There is a long history of racism and discrimination against Black and Indigenous People of Color in the United States. Despite this history, community leaders have made significant and meaningful contributions to the advancement of this country, conservation and environmental justice, and especially in the lives of young adults and communities of color.
The panelists explored the power of place, including the importance of harnessing community power that centers the most vulnerable community members, including young adults and families. They shared insights related to how communities are building on this power to sustain progress, drive momentum and prepare for deepened impact in the years ahead.
Israel Juarez, from the Fresh Tracks movement leaders network, shared his reflections on current policy, research, and the impact of programs and connections to local community-based efforts. The panel shared their insight on what it takes to lead effective cross-system and sector collaborative work, on behalf of Black and Indigenous youth and young adults. Leaders shared specific strategies aimed at addressing the current triple pandemics of the health crisis, racism and the economic down-turn.

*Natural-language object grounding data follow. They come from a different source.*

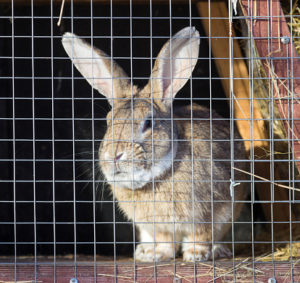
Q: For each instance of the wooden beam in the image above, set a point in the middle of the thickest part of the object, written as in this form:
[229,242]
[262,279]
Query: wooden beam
[246,110]
[106,2]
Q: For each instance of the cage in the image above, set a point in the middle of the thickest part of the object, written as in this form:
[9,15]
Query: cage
[66,64]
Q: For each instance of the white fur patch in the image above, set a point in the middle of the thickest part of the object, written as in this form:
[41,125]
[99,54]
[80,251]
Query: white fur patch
[138,178]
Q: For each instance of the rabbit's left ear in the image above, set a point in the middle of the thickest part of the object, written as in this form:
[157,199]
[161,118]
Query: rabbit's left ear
[98,68]
[175,64]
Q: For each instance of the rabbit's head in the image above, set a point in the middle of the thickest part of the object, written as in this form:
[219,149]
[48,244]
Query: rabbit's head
[141,138]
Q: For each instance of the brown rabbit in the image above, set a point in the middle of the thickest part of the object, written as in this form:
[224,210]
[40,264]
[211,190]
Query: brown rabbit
[168,168]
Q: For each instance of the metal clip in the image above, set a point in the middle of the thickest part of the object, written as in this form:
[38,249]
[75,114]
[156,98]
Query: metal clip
[232,185]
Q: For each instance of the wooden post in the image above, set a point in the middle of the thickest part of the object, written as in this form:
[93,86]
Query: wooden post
[246,110]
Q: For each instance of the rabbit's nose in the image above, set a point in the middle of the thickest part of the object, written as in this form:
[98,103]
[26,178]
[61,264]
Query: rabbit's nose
[118,157]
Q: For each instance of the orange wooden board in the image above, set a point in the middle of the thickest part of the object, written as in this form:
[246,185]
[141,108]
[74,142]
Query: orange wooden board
[280,61]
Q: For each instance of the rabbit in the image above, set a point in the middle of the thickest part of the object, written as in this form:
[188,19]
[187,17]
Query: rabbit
[168,167]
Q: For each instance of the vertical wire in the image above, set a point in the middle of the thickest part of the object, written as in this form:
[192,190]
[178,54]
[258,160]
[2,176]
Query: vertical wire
[211,138]
[291,148]
[132,125]
[73,149]
[53,146]
[192,145]
[14,137]
[93,147]
[232,98]
[271,130]
[252,155]
[172,126]
[152,139]
[33,142]
[113,138]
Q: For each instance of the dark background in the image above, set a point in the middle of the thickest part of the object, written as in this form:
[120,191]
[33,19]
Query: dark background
[55,155]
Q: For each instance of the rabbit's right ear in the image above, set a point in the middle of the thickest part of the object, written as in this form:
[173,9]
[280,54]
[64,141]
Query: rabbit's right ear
[98,69]
[175,64]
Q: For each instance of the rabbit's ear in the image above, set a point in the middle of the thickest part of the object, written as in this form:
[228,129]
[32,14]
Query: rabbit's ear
[97,67]
[174,64]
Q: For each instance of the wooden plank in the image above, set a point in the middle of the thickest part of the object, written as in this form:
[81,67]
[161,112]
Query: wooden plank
[106,2]
[127,271]
[281,62]
[246,110]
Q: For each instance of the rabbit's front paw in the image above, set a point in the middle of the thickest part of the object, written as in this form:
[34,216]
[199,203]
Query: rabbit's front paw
[147,253]
[204,252]
[197,253]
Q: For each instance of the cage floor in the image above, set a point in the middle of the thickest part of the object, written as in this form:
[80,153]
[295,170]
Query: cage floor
[63,269]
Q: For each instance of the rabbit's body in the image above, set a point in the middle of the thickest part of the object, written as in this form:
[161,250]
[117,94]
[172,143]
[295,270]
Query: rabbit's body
[169,172]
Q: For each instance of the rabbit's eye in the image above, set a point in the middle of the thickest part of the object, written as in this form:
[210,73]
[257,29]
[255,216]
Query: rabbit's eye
[147,125]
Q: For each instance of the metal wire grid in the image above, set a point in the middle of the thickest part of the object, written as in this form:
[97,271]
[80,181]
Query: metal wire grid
[34,161]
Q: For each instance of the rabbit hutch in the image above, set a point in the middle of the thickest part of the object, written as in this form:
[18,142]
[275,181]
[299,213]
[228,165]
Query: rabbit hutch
[234,62]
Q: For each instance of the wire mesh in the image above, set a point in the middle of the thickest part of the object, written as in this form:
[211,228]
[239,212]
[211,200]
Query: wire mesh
[65,217]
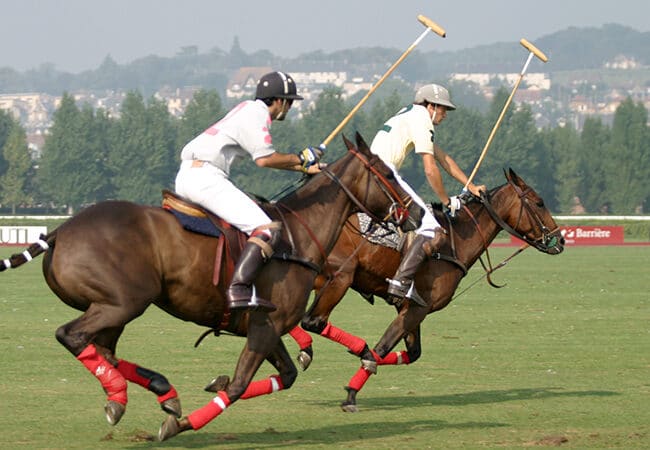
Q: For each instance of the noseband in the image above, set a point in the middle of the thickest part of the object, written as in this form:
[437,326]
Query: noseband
[398,210]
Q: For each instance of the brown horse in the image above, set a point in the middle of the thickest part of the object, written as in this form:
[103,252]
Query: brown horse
[364,267]
[115,259]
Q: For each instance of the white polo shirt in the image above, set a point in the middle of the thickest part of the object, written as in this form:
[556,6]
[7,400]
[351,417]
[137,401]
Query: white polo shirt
[411,128]
[243,132]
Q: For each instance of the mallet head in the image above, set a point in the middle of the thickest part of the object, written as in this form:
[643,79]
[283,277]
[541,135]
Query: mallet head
[534,50]
[431,24]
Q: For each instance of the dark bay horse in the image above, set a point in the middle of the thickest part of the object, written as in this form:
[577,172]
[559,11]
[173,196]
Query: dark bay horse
[115,259]
[364,267]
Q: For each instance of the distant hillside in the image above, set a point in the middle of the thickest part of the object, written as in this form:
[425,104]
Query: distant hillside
[570,49]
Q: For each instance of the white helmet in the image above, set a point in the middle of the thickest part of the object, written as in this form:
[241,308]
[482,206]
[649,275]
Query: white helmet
[436,94]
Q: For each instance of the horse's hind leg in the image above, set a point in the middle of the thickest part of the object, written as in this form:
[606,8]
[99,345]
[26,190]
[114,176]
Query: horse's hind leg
[385,357]
[261,341]
[102,324]
[281,360]
[304,341]
[153,382]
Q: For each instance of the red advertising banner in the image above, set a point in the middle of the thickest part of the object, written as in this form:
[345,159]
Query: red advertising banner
[588,235]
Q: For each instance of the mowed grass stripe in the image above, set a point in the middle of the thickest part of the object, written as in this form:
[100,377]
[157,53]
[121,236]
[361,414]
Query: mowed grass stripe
[559,356]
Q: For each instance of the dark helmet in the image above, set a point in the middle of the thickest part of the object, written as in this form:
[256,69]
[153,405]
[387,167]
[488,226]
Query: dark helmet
[277,85]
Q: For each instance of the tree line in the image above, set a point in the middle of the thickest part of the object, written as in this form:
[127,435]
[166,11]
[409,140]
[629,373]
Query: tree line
[89,156]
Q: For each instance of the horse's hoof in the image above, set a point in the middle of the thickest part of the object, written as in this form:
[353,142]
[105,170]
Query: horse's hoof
[349,407]
[304,360]
[114,411]
[218,384]
[369,365]
[169,428]
[172,406]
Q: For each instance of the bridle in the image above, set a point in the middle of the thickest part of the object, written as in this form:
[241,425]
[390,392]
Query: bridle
[544,243]
[548,238]
[398,210]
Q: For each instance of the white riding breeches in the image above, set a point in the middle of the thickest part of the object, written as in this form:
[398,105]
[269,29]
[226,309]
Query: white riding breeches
[429,222]
[207,185]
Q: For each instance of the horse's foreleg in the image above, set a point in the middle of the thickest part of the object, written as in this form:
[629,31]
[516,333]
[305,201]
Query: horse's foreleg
[153,382]
[77,336]
[280,360]
[384,356]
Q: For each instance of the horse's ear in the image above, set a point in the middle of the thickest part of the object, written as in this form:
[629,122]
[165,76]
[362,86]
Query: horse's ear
[514,178]
[361,143]
[348,143]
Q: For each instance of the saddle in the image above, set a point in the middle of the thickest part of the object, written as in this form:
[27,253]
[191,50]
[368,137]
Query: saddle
[195,218]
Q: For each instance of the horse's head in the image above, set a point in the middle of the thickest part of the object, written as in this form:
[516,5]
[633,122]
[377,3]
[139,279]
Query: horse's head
[528,218]
[375,191]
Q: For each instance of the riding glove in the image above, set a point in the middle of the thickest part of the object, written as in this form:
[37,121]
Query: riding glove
[454,205]
[310,156]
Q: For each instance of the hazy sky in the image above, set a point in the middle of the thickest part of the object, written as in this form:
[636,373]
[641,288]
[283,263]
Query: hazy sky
[77,35]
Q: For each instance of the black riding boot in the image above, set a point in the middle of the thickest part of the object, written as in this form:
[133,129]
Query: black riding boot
[399,286]
[251,262]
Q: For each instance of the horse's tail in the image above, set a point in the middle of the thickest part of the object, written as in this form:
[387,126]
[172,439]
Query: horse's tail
[18,259]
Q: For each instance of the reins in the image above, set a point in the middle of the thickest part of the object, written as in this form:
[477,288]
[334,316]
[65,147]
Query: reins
[543,243]
[398,211]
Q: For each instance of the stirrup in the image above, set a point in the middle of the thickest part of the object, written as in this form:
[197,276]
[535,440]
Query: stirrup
[243,297]
[396,288]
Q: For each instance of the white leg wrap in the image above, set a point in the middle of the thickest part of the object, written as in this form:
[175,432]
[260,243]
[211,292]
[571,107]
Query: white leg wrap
[275,386]
[219,402]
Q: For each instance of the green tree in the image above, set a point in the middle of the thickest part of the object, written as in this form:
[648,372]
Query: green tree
[204,109]
[629,158]
[515,145]
[6,125]
[14,180]
[561,147]
[143,157]
[71,170]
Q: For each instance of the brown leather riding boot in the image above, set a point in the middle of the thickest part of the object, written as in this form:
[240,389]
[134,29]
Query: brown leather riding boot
[251,262]
[399,286]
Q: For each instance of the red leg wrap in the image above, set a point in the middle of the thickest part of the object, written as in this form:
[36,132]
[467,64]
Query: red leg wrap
[353,343]
[129,371]
[263,387]
[111,379]
[170,394]
[394,359]
[302,338]
[359,379]
[202,416]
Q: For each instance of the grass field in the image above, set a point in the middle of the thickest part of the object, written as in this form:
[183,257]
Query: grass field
[560,356]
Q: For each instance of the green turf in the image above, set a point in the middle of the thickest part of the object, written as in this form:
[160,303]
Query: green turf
[559,356]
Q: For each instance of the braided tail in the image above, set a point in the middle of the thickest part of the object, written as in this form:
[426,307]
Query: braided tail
[18,259]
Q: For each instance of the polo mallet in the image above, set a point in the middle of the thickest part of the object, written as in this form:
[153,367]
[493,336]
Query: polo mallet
[532,51]
[431,26]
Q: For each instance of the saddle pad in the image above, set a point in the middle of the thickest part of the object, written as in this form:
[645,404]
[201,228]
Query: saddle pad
[388,235]
[200,225]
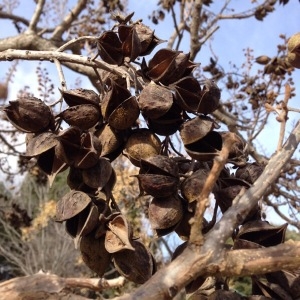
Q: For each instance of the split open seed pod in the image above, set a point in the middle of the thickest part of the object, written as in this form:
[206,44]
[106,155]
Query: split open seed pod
[187,93]
[110,48]
[80,96]
[125,115]
[98,176]
[113,98]
[83,223]
[157,185]
[199,140]
[167,124]
[160,164]
[136,265]
[119,235]
[195,129]
[94,254]
[155,100]
[262,233]
[29,114]
[71,204]
[84,116]
[141,144]
[165,212]
[111,141]
[207,148]
[131,45]
[191,187]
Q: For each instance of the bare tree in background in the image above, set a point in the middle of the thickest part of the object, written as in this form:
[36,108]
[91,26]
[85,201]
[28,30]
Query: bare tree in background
[187,148]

Speakers included the following:
Monique Miles, Vice President of the Opportunity Youth Incentive Fund and Managing Director of the Aspen Forum for Community Solutions at the Aspen Institute
Christy Goldfuss, Senior Vice President, Energy and Environment Policy at the Center for American Progress
Erik Stegman, (Carry the Kettle First Nation Nakoda) Executive Director, Native Americans in Philanthropy
Juan D. Martinez Pineda, Senior Program Manager at the Aspen Institute Forum for Community Solutions and co-founder of Fresh Tracks
Israel Juarez, Fresh Tracks Movement Leader and CEO of Worldwide Visionaries
The discussion was moderated by Melody Barnes, Chair of The Aspen Forum for Community Solutions and co-director for policy and public affairs of the Democracy Initiative at the University of Virginia.